Mekanismenya cukup licik. Jika sebuah file diunggah dengan nama yang persis sama dengan file yang sudah ada di direktori, maka file baru tersebut akan menimpa file lama dan—ini yang krusial—mewarisi izin (permissions) dari file yang ditimpa itu. Talos mencatat bahwa beberapa file yang ada di direktori, seperti “fw_upload_init.cgi” atau “fw_status.cgi”, sudah memiliki izin eksekusi. Jadi, penyerang cukup mengirim HTTP request ke endpoint “/cgi-bin/upload.cgi”, menimpa salah satu file tadi dengan skrip jahat mereka, dan voila, kode eksekusi tercapai. Hal ini diperparah dengan fakta bahwa ACEManager berjalan sebagai root. Artinya, skrip shell atau executable apa pun yang berhasil disusupkan akan berjalan dengan hak istimewa tertinggi. Rasanya seperti memberikan kunci brankas utama kepada pencuri.
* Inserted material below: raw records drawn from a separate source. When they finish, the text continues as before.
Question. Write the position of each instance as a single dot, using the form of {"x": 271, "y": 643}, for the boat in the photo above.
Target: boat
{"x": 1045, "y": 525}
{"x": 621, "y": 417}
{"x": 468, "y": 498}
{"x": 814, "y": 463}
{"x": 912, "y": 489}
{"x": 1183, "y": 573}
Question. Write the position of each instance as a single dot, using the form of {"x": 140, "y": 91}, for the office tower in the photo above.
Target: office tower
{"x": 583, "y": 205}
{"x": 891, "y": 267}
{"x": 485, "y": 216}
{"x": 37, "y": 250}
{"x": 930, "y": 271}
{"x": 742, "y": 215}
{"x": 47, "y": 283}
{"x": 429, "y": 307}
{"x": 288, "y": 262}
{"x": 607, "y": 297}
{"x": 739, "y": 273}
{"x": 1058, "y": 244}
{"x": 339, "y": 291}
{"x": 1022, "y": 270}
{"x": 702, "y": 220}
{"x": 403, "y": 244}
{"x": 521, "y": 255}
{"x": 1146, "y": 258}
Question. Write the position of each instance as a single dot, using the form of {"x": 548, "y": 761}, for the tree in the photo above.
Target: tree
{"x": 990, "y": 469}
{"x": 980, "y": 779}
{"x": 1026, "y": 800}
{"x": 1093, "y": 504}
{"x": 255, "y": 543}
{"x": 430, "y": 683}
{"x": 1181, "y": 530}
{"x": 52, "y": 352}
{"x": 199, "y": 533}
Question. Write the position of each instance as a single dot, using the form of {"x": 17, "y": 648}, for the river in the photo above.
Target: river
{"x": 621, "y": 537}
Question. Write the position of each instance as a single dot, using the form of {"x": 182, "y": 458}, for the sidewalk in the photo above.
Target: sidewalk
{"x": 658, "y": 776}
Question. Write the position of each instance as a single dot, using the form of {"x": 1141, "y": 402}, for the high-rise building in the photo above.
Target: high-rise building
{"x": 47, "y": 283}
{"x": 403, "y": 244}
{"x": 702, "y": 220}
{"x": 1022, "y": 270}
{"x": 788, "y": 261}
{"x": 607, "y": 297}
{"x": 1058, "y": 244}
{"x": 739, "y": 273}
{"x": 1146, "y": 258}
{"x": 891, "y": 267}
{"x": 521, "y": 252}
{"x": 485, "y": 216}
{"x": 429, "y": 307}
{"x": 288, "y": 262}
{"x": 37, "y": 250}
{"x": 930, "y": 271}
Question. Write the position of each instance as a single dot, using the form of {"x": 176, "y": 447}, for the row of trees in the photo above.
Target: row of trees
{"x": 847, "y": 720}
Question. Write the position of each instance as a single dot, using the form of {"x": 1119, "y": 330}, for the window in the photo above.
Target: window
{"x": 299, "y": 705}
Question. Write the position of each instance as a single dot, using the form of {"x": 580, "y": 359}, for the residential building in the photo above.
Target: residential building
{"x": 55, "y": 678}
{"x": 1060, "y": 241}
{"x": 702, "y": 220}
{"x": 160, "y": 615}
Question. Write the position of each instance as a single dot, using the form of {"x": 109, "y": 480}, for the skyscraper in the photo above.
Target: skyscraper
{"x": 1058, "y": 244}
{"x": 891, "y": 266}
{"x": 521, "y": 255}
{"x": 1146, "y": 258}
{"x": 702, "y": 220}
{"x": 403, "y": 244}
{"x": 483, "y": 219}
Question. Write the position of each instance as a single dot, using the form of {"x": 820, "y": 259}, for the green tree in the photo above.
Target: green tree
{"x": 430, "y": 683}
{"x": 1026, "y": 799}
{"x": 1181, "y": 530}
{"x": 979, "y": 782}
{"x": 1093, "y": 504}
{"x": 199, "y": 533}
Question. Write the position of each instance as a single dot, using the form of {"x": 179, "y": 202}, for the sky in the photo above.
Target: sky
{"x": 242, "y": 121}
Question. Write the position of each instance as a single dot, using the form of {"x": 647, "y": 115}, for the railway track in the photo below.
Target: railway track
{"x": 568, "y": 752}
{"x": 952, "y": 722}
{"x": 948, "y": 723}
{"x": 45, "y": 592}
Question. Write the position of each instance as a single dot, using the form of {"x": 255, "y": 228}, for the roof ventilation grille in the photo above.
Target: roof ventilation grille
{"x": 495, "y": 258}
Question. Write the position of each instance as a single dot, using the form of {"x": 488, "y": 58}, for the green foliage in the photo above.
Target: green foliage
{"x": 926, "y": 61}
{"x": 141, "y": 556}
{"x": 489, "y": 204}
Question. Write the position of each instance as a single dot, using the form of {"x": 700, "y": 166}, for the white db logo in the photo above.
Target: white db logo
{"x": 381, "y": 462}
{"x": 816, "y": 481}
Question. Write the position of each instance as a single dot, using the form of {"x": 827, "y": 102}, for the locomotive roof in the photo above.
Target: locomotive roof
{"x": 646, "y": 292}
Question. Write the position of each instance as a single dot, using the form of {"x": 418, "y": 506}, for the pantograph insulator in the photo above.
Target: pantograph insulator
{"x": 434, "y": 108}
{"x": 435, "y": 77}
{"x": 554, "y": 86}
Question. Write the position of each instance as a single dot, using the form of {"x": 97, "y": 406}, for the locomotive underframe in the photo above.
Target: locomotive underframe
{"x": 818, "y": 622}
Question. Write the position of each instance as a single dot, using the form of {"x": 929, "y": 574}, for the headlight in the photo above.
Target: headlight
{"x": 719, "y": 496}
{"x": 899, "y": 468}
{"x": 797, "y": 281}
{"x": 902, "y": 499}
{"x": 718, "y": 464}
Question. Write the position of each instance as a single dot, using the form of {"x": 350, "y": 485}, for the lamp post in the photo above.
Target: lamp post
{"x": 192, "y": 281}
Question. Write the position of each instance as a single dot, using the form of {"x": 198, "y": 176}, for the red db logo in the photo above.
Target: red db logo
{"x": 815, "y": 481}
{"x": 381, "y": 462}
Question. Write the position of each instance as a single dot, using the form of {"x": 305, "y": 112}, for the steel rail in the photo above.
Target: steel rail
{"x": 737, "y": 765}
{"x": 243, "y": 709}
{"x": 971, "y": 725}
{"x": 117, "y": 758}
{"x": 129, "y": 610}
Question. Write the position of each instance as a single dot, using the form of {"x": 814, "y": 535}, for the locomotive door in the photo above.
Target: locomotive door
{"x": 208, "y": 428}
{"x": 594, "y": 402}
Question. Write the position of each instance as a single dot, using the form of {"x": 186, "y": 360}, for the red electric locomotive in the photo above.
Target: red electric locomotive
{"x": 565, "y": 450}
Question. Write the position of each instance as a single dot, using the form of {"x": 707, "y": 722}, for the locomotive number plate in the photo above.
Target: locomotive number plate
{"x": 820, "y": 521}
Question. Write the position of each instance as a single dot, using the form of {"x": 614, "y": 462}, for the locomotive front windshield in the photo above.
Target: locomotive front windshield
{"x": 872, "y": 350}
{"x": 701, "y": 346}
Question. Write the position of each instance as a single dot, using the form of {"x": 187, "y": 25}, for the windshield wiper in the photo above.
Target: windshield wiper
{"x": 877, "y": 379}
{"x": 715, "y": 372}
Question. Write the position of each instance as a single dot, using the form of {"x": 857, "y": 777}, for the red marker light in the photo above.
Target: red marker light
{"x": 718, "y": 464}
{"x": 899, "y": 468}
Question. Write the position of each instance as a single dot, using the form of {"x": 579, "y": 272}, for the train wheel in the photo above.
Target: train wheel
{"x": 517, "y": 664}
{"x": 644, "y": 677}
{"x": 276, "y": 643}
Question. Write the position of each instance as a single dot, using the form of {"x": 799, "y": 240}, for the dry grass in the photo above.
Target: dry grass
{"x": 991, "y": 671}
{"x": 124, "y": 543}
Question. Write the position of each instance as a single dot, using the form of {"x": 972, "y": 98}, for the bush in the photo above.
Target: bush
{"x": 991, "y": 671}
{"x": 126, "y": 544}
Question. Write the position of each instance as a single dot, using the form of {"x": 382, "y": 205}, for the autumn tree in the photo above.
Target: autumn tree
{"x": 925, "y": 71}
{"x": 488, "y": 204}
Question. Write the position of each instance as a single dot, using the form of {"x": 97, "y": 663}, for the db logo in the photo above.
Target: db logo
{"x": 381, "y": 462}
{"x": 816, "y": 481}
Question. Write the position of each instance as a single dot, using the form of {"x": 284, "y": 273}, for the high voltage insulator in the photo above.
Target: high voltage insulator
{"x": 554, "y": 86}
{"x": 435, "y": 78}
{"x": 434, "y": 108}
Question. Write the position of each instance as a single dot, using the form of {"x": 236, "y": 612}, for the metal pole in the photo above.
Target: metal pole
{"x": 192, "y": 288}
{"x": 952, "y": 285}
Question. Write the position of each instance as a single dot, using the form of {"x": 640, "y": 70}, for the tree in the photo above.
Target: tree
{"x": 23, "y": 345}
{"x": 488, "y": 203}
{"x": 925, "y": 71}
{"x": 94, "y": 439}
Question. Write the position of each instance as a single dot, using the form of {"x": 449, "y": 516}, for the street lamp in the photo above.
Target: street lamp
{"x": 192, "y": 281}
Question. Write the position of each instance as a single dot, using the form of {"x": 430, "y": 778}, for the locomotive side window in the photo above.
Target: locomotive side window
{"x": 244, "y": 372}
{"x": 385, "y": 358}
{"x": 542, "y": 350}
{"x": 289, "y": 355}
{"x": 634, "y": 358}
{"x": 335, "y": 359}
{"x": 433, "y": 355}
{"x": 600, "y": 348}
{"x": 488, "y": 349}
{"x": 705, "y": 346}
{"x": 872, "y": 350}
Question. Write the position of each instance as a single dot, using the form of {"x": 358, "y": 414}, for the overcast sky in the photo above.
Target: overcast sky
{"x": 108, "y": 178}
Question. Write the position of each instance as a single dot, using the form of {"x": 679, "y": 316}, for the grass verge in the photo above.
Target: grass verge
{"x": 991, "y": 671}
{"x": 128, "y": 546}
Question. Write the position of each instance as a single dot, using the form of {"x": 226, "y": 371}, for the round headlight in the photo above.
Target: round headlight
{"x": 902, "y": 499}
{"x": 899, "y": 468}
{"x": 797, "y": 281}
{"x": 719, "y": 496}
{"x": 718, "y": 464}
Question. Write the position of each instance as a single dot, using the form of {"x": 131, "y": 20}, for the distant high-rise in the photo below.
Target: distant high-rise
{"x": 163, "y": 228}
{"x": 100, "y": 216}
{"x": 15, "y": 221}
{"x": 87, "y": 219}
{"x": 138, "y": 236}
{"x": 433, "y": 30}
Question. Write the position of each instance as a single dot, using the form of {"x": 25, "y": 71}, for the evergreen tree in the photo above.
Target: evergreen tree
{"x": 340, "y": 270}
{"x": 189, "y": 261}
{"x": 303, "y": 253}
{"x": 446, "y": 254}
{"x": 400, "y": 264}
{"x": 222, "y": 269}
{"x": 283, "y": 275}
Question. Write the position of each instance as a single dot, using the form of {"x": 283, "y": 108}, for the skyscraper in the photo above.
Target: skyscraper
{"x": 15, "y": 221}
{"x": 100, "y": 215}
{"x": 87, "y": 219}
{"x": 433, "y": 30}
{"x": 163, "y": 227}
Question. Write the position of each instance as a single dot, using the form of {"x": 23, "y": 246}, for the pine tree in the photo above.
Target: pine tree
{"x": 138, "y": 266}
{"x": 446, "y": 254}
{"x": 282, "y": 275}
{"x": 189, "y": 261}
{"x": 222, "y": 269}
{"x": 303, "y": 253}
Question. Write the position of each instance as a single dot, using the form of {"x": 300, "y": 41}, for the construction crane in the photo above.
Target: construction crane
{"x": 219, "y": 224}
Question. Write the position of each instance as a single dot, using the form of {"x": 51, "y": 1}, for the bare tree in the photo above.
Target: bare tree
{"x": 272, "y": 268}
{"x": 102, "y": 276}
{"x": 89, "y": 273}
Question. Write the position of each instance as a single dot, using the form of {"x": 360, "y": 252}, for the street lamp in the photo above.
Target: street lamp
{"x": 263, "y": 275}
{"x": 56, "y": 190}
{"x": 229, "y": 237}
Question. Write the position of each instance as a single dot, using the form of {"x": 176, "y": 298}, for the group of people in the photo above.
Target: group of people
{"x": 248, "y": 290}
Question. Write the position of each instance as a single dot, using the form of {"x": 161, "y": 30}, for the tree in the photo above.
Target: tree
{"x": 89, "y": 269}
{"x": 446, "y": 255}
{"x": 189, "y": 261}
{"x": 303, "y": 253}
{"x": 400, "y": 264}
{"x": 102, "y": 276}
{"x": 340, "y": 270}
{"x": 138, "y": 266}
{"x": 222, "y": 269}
Penambahan CVE-2018-4063 ke katalog KEV ini terjadi hanya sehari setelah analisis honeypot dari Forescout mengungkapkan fakta yang cukup mengkhawatirkan. Laporan tersebut menunjukkan bahwa router industri adalah perangkat yang paling sering diserang di lingkungan Teknologi Operasional (OT). Mereka, para aktor ancaman ini, mencoba mengirimkan malware botnet dan penambang cryptocurrency seperti keluarga malware RondoDox, Redtail, dan ShadowV2. Serangan-serangan ini juga tercatat berasal dari klaster ancaman yang sebelumnya tidak terdokumentasi bernama Chaya_005. Kelompok ini terpantau mempersenjatai CVE-2018-4063 pada awal Januari 2024 untuk mengunggah payload berbahaya dengan nama “fw_upload_init.cgi”. Meskipun sepertinya ini adalah kampanye pengintaian atau reconnaissance untuk menguji kerentanan berbagai vendor, tetap saja ini sinyal bahaya yang nggak boleh diabaikan.
Kesimpulan
Berdasarkan pengamatan kami terhadap situasi ini, fenomena bangkitnya celah lawas berumur enam tahun ini menjadi pengingat keras bahwa kerentanan siber itu tidak memiliki tanggal kedaluwarsa bagi para peretas. Begitunya ada celah terbuka, pasti akan ada yang mencoba masuk. Bagi rekan-rekanita yang mengelola infrastruktur jaringan, terutama di sektor pemerintahan atau industri yang menggunakan perangkat Sierra Wireless lawas, opsinya sekarang sangat terbatas. Mengingat produk ini sudah mencapai status end-of-support, langkah paling bijak adalah segera melakukan pembaruan ke versi yang didukung atau mengganti perangkat sepenuhnya sebelum tenggat waktu Januari 2026 yang disarankan otoritas. Jangan biarkan jaringan OT kalian menjadi pintu masuk bagi botnet hanya karena router tua yang terlupakan. Terimakasih sudah menyimak ulasan definisi teknis ini.